The first thing to do when problems are encountered is to update the BIOS. If the computer does not boot at all, one of the following boot parameters may be helpful:

pci=noacpi

Do not use ACPI for configuring the PCI devices.

acpi=ht

Only perform a simple resource configuration. Do not use ACPI for other purposes.

acpi=off

Disable ACPI.

WARNING: Problems Booting without ACPI

Some newer machines (especially SMP systems and AMD64 systems) need ACPI for configuring the hardware correctly. On these machines, disabling ACPI can cause problems.

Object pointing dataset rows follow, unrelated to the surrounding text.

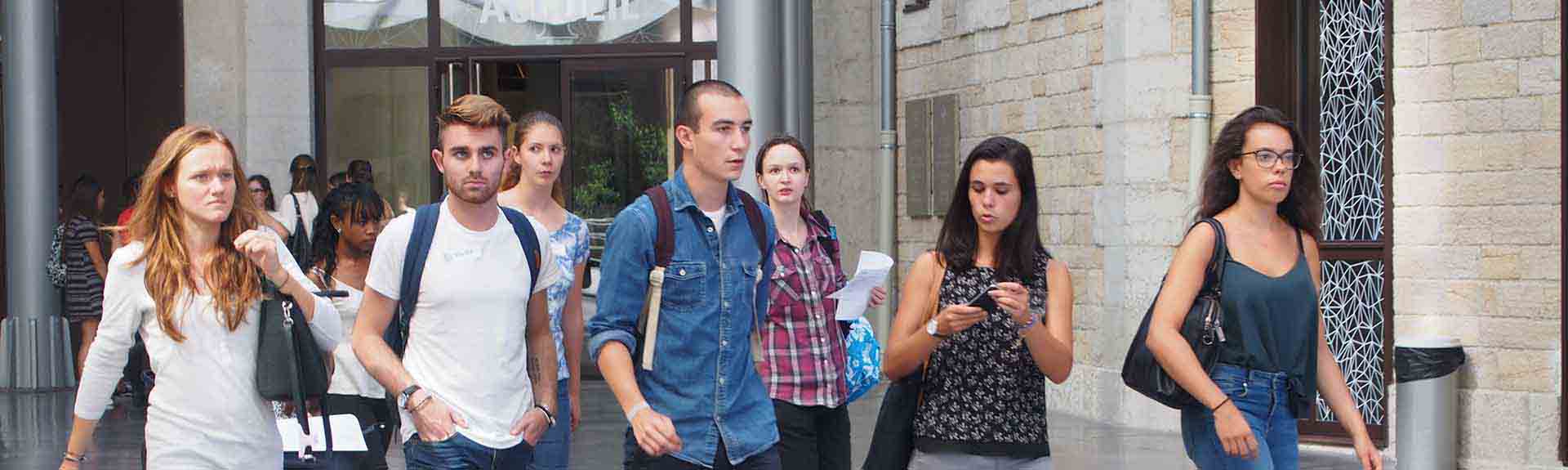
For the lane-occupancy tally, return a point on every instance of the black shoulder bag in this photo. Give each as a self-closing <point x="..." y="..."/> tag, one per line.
<point x="1201" y="329"/>
<point x="289" y="365"/>
<point x="893" y="441"/>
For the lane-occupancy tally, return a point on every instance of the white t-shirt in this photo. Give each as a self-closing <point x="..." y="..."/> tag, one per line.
<point x="466" y="342"/>
<point x="719" y="221"/>
<point x="308" y="209"/>
<point x="349" y="373"/>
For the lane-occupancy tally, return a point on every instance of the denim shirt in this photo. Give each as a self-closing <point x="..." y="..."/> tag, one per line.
<point x="703" y="378"/>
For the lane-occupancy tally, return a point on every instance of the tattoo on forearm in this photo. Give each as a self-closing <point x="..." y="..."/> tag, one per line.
<point x="533" y="367"/>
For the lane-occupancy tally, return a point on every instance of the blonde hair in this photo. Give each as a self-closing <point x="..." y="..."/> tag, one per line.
<point x="474" y="110"/>
<point x="156" y="222"/>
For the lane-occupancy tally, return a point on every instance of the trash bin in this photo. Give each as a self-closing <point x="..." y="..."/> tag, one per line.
<point x="1426" y="427"/>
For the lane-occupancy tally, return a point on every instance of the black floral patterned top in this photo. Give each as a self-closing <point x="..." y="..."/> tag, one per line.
<point x="982" y="392"/>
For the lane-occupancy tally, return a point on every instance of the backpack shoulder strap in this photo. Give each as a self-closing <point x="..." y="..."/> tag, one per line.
<point x="760" y="230"/>
<point x="419" y="241"/>
<point x="831" y="239"/>
<point x="666" y="233"/>
<point x="530" y="243"/>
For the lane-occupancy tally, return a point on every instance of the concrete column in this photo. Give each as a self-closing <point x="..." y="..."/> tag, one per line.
<point x="750" y="57"/>
<point x="35" y="351"/>
<point x="799" y="74"/>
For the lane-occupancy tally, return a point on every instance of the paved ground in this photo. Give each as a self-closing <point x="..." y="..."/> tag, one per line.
<point x="33" y="429"/>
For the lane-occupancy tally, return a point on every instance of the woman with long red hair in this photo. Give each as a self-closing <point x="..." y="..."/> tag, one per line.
<point x="190" y="284"/>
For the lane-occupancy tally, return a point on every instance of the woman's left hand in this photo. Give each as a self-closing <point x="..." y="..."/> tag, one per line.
<point x="1013" y="299"/>
<point x="261" y="248"/>
<point x="1368" y="453"/>
<point x="879" y="296"/>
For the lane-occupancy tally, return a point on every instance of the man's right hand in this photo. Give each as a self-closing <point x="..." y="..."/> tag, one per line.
<point x="434" y="420"/>
<point x="656" y="434"/>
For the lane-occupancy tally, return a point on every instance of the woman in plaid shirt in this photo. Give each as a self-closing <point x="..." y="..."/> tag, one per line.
<point x="804" y="360"/>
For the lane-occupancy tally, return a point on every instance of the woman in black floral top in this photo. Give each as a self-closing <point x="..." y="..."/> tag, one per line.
<point x="983" y="398"/>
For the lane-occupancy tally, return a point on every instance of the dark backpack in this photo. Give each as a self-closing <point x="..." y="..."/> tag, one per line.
<point x="664" y="250"/>
<point x="298" y="241"/>
<point x="425" y="219"/>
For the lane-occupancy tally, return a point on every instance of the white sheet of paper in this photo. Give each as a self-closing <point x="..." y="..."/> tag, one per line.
<point x="347" y="434"/>
<point x="858" y="291"/>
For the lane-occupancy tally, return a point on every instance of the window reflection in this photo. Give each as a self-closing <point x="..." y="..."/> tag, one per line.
<point x="375" y="24"/>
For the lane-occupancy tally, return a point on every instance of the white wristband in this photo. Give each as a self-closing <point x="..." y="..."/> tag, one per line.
<point x="635" y="409"/>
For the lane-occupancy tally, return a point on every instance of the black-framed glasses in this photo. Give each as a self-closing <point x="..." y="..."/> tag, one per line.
<point x="1267" y="158"/>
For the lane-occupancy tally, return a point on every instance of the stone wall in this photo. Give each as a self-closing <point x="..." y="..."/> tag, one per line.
<point x="248" y="73"/>
<point x="1477" y="211"/>
<point x="845" y="41"/>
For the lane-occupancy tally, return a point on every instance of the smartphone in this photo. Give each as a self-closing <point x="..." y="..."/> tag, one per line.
<point x="983" y="301"/>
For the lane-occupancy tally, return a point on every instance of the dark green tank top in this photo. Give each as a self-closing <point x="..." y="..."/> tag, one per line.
<point x="1272" y="325"/>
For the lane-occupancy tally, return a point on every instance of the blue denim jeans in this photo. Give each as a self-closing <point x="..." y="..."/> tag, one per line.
<point x="555" y="447"/>
<point x="458" y="451"/>
<point x="1264" y="400"/>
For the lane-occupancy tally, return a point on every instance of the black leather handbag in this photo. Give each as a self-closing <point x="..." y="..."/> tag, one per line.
<point x="1201" y="329"/>
<point x="289" y="364"/>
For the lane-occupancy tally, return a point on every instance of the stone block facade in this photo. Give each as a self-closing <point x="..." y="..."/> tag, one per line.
<point x="1477" y="213"/>
<point x="248" y="71"/>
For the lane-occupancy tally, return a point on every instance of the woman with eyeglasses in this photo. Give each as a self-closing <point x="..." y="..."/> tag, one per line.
<point x="261" y="190"/>
<point x="1264" y="189"/>
<point x="1000" y="327"/>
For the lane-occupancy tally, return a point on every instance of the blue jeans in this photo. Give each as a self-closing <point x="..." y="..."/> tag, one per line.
<point x="1264" y="400"/>
<point x="458" y="451"/>
<point x="555" y="447"/>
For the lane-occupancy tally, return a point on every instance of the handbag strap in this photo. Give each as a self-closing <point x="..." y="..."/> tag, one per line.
<point x="935" y="301"/>
<point x="1214" y="275"/>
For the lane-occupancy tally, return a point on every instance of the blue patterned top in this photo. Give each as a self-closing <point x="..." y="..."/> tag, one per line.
<point x="569" y="245"/>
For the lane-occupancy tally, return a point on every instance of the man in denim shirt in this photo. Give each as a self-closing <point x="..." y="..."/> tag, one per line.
<point x="703" y="405"/>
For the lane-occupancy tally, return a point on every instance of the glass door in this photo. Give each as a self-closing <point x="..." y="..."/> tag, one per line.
<point x="380" y="114"/>
<point x="620" y="119"/>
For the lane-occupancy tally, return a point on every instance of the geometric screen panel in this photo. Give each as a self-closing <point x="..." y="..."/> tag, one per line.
<point x="1351" y="54"/>
<point x="1352" y="301"/>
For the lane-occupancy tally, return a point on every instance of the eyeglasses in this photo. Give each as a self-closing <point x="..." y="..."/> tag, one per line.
<point x="1267" y="158"/>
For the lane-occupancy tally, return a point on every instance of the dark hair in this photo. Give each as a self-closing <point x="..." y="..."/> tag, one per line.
<point x="361" y="172"/>
<point x="526" y="123"/>
<point x="270" y="204"/>
<point x="960" y="235"/>
<point x="789" y="141"/>
<point x="688" y="114"/>
<point x="1302" y="208"/>
<point x="129" y="189"/>
<point x="301" y="172"/>
<point x="83" y="199"/>
<point x="352" y="202"/>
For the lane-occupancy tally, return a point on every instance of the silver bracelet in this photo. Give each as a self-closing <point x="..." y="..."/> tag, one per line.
<point x="635" y="409"/>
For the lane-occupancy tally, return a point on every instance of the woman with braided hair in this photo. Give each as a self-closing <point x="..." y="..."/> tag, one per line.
<point x="345" y="231"/>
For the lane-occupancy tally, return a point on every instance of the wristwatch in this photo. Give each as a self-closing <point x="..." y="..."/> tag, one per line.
<point x="930" y="329"/>
<point x="405" y="395"/>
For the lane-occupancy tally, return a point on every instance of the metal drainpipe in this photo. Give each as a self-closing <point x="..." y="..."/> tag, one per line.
<point x="884" y="161"/>
<point x="1200" y="105"/>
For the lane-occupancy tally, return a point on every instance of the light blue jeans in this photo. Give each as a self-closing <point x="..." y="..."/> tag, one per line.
<point x="1264" y="400"/>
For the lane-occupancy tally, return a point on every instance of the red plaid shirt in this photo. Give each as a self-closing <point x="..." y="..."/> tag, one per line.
<point x="802" y="342"/>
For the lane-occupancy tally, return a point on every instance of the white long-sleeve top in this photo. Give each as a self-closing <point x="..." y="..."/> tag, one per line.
<point x="206" y="410"/>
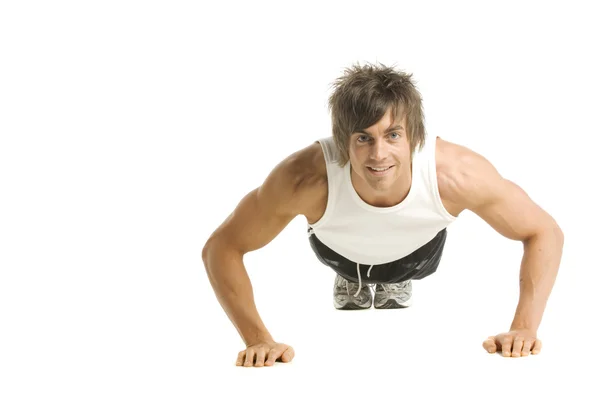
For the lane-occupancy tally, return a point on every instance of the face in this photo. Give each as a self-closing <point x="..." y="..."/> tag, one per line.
<point x="383" y="145"/>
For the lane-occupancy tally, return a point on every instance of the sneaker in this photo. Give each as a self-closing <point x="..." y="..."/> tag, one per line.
<point x="344" y="292"/>
<point x="393" y="295"/>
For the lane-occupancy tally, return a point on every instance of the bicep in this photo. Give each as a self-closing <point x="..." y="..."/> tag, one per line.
<point x="510" y="211"/>
<point x="505" y="206"/>
<point x="261" y="215"/>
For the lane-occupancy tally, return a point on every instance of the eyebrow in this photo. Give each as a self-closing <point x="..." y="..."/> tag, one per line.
<point x="391" y="128"/>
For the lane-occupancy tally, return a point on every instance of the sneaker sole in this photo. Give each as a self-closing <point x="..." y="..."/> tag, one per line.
<point x="349" y="306"/>
<point x="391" y="304"/>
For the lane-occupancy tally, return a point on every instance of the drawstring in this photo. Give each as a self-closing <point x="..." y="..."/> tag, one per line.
<point x="359" y="280"/>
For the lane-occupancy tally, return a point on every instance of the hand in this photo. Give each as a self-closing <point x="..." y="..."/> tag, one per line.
<point x="271" y="351"/>
<point x="517" y="342"/>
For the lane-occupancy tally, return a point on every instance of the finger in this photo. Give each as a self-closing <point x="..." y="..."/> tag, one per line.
<point x="537" y="347"/>
<point x="517" y="346"/>
<point x="273" y="355"/>
<point x="260" y="357"/>
<point x="506" y="346"/>
<point x="249" y="357"/>
<point x="240" y="359"/>
<point x="527" y="347"/>
<point x="490" y="344"/>
<point x="288" y="355"/>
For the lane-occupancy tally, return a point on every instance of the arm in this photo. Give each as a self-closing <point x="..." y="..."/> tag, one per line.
<point x="509" y="210"/>
<point x="259" y="217"/>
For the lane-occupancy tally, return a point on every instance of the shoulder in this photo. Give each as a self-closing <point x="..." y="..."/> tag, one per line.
<point x="304" y="176"/>
<point x="464" y="176"/>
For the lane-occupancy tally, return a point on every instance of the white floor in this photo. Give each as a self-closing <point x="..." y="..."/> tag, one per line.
<point x="130" y="130"/>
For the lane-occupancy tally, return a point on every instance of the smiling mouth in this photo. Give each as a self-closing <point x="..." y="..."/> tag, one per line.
<point x="379" y="171"/>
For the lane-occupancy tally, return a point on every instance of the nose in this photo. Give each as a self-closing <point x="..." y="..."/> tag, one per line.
<point x="378" y="150"/>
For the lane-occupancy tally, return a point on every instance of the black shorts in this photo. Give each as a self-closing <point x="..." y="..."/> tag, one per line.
<point x="417" y="265"/>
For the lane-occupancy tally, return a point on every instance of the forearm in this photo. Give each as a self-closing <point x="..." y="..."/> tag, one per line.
<point x="539" y="267"/>
<point x="233" y="289"/>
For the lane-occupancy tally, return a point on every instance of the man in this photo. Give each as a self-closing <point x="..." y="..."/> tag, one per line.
<point x="377" y="197"/>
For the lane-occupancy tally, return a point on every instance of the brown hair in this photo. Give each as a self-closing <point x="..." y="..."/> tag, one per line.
<point x="362" y="96"/>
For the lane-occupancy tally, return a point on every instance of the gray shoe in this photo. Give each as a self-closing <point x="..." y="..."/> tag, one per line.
<point x="393" y="295"/>
<point x="345" y="298"/>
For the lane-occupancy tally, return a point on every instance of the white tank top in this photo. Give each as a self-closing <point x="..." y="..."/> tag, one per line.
<point x="373" y="235"/>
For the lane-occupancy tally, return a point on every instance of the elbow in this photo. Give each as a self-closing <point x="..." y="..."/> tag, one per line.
<point x="205" y="253"/>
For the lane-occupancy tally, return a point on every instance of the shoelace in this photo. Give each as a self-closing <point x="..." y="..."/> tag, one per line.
<point x="394" y="286"/>
<point x="359" y="280"/>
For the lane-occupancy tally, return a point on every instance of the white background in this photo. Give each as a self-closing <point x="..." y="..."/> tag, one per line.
<point x="130" y="130"/>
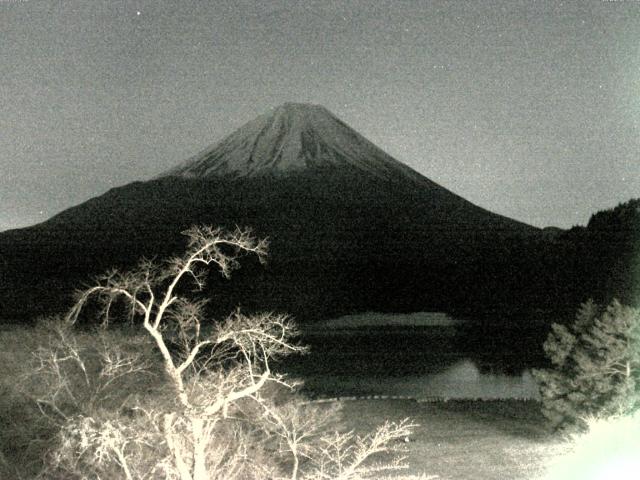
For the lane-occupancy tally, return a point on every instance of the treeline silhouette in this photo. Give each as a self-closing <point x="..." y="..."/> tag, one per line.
<point x="340" y="244"/>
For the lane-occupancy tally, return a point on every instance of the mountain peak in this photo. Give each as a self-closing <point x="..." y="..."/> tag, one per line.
<point x="292" y="137"/>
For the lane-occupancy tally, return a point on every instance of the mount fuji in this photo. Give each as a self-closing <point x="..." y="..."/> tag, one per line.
<point x="351" y="229"/>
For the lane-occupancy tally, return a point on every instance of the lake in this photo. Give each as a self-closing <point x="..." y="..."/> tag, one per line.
<point x="424" y="356"/>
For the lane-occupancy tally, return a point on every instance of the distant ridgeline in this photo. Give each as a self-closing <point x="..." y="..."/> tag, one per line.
<point x="351" y="230"/>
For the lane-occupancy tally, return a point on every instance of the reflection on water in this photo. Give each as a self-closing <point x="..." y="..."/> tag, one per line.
<point x="422" y="355"/>
<point x="462" y="380"/>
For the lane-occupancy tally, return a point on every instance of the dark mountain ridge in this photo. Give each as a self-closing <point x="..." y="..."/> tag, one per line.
<point x="351" y="229"/>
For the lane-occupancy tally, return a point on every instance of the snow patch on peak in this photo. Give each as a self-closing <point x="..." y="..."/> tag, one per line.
<point x="292" y="137"/>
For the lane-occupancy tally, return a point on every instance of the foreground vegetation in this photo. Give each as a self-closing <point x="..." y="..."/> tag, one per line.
<point x="175" y="397"/>
<point x="166" y="395"/>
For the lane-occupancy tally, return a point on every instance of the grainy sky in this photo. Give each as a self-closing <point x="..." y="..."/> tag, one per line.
<point x="528" y="108"/>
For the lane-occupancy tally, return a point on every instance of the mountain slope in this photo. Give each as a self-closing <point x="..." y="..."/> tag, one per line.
<point x="351" y="229"/>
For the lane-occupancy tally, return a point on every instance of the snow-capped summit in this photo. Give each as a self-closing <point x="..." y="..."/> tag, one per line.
<point x="292" y="137"/>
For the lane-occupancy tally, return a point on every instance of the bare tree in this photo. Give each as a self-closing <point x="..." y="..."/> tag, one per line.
<point x="222" y="420"/>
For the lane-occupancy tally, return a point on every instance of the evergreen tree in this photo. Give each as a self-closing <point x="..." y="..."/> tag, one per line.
<point x="595" y="365"/>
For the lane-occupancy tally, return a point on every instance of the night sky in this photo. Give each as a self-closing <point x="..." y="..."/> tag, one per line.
<point x="529" y="108"/>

Monitor the boot messages of the system with the command dmesg | grep -2i acpi (or all messages, because the problem may not be caused by ACPI) after booting. If an error occurs while parsing an ACPI table, the most important table—the DSDT—can be replaced with an improved version. In this case, the faulty DSDT of the BIOS is ignored. The procedure is described in Section 28.5.4, Troubleshooting.

In the kernel configuration, there is a switch for activating ACPI debug messages. If a kernel with ACPI debugging is compiled and installed, experts searching for an error can be supported with detailed information.

If you experience BIOS or hardware problems, it is always advisable to contact the manufacturers. Especially if they do not always provide assistance for Linux, they should be confronted with the problems. Manufacturers will only take the issue seriously if they realize that an adequate number of their customers use Linux.